The success and reach of the B1M – also known as the BIM 1 Million – led to it be named as a finalist for the Construction News BIM Initiative of the Year in 2014 [corrected online – we originally said the B1M won the title]. Mills was named Constructing Excellence achiever of the year in London and the south-east last summer. And he combines this with a demanding – but now part-time – day job.

“Osborne has been really supportive with guidance and mentoring,” he explains. “The work I’m doing with the B1M really aligns with their approach to BIM implementation.”

At the family-owned firm, he works on design-and-build and traditional projects, including schools in the government’s Targeted Basic Need Programme. But what about the RIBA Stirling Prize-nominated Saw Swee Hock Student Centre for the London School of Economics? “No, that’s a stretch too far. I just happened to be in the company when it was delivered!”

At Osborne, he is implementing the BIM adoption curve he is also helping to promote. “I’m really immersed in BIM implementation. I’m one of several BIM champions across the company. We’ve been careful not to create BIM managers – if you give someone a specific role, then it becomes their responsibility alone. So we’ve tried to identify advocates at all levels and sectors of the business, and make them BIM ambassadors.”   

Mills has worked on Potters Gate Primary School in Farnham, Surrey

But he says BIM adoption might be easier at £325m-turnover Osborne than at big top 20 contractors: “It’s a smaller journey to travel, with fewer people to upskill than in a major company.”

The idea for the B1M was born in 2012, as a collaboration with school friend and video producer Tom Payne. It was four years after Mills, now 28, had graduated from Loughborough University, working first as a design manager at Willmott Dixon before moving to Osborne.

“It came out of a pub conversation.
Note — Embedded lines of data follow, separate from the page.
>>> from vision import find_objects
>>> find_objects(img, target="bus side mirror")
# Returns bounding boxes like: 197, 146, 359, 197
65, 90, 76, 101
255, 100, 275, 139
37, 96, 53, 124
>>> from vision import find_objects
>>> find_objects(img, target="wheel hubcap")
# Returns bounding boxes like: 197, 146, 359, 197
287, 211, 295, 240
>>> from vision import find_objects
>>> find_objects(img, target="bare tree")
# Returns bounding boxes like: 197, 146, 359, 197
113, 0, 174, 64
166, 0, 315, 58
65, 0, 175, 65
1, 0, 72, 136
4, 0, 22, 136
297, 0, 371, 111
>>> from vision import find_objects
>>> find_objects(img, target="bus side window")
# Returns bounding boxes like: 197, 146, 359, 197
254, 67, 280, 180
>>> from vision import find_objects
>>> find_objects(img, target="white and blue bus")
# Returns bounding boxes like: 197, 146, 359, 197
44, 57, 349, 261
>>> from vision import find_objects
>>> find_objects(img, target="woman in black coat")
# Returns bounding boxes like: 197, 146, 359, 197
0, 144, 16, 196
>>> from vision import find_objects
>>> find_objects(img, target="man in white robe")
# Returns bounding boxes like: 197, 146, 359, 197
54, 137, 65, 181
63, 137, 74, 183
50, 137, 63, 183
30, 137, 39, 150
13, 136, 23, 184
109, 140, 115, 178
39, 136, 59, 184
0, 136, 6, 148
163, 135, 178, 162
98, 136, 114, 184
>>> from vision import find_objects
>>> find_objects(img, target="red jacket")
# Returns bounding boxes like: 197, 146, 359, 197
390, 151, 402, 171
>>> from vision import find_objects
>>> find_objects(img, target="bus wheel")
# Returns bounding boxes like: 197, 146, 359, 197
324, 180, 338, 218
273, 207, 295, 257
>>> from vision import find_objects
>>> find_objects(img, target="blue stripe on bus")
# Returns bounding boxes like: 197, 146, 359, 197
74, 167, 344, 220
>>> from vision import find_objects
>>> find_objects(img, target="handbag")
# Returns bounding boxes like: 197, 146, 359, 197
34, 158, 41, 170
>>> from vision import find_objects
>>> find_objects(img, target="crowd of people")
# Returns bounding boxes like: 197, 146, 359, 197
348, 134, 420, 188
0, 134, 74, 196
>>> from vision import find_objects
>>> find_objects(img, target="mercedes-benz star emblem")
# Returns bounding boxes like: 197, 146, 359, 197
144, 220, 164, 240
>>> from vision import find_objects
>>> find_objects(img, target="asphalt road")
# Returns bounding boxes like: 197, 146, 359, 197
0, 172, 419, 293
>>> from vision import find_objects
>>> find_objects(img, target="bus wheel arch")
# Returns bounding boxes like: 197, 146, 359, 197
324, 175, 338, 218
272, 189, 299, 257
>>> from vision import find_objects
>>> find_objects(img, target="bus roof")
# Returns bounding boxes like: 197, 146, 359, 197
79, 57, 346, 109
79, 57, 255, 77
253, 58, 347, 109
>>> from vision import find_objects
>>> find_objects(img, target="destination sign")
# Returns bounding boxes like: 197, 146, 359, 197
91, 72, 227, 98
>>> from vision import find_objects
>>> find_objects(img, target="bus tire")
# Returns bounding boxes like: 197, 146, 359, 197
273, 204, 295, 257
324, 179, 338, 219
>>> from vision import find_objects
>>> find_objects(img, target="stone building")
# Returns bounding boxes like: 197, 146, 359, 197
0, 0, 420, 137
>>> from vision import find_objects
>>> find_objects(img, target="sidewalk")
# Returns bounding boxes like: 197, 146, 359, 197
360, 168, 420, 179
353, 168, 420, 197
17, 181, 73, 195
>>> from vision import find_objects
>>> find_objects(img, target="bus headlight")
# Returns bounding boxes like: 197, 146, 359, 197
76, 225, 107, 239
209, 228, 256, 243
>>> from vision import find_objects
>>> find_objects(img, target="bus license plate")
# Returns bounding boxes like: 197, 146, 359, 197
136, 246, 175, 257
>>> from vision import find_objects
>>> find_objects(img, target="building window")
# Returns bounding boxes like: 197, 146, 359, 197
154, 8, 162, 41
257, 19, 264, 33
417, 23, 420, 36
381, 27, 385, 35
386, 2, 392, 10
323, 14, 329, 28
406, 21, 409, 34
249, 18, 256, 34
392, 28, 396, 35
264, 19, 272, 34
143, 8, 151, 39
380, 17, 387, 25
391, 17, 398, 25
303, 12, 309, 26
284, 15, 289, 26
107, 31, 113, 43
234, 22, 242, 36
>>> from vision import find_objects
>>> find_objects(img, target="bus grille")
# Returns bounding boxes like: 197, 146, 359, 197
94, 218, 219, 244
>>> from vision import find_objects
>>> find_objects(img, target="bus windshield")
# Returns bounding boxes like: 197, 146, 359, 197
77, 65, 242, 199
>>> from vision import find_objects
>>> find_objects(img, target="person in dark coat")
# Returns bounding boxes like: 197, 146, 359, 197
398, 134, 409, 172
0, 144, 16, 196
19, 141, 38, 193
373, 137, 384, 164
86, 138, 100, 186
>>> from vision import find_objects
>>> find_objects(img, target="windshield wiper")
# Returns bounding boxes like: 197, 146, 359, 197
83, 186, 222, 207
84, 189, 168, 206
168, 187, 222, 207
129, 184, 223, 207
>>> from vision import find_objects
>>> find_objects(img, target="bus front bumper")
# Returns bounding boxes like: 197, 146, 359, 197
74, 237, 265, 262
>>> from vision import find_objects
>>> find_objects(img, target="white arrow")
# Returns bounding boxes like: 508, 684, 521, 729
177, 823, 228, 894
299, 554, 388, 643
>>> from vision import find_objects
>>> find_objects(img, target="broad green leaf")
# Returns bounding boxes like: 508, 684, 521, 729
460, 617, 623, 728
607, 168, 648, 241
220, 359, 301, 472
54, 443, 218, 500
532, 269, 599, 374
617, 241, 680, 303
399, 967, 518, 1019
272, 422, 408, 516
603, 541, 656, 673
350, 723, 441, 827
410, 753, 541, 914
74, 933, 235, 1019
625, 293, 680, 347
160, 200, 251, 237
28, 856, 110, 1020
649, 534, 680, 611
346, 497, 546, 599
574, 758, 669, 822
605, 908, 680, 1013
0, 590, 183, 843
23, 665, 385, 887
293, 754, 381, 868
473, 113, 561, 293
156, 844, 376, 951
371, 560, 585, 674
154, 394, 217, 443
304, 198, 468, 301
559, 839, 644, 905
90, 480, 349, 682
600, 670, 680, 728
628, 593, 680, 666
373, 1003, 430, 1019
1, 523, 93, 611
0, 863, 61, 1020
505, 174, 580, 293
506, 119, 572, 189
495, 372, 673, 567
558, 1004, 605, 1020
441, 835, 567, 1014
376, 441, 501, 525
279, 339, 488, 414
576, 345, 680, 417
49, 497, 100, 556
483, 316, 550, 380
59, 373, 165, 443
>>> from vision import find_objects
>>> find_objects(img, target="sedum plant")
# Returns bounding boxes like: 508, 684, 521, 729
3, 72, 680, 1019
I was talking about the challenges of BIM, and Tom was talking about the benefits of video. That’s how it was born.” The first step was an information-sharing and networking website to build a following. Then the newspaper and bite-sized video lectures were launched to give everyone in the industry – from students to senior managers – digestible information.

He explains: “I struggled to find clear, understandable information on BIM. It struck me we were relying on people going to the BIM Task Group website, downloading the documents, and reading them at their leisure – but we can’t expect 2 million people in construction to do that.”

In their quest to reach a mass audience, the pair have won corporate sponsorship to print 3,000 copies of The B1M Mail. Volunteer “distribution partners” – including five in Australia and three in the US – take the paper to universities, BIM events and corporate offices.

Meanwhile, day-long video shoots take them to BIM adopters such as David Miller Architects and manufacturer Cubicle Centre in West Yorkshire to interview staff. The footage is edited into 15-minute YouTube documentaries (see example below).

Mills has also brokered sponsorship agreements with university partners for a series of BIM videos that are used by universities to teach undergraduates.

“The universities haven’t fallen into the trap of creating ‘BIM modules’ – they’re taking it across the curriculum,” he says. “So we’ve found it’s been quite easy to get universities involved – they see it as a way of teaching BIM while drawing on real life industry expertise.”

Reducing his hours at Osborne has enabled Mills to devote more time, in addition to weekends, to The B1M, as well as pursuing his interest in health and fitness, and preparing to become a parent next month. He is working towards his MCIOB qualification, although he confesses he has prioritised other things.

But what prompted him to devote his energy and entrepreneurialism to BIM? Mills says that construction matters – to our economy and way of life.

“I’m passionate about construction. It’s what I’ve always wanted to do and I see BIM as an opportunity to make it better.

“BIM is often presented in a dry and complex way, and I want to bring some life to it.”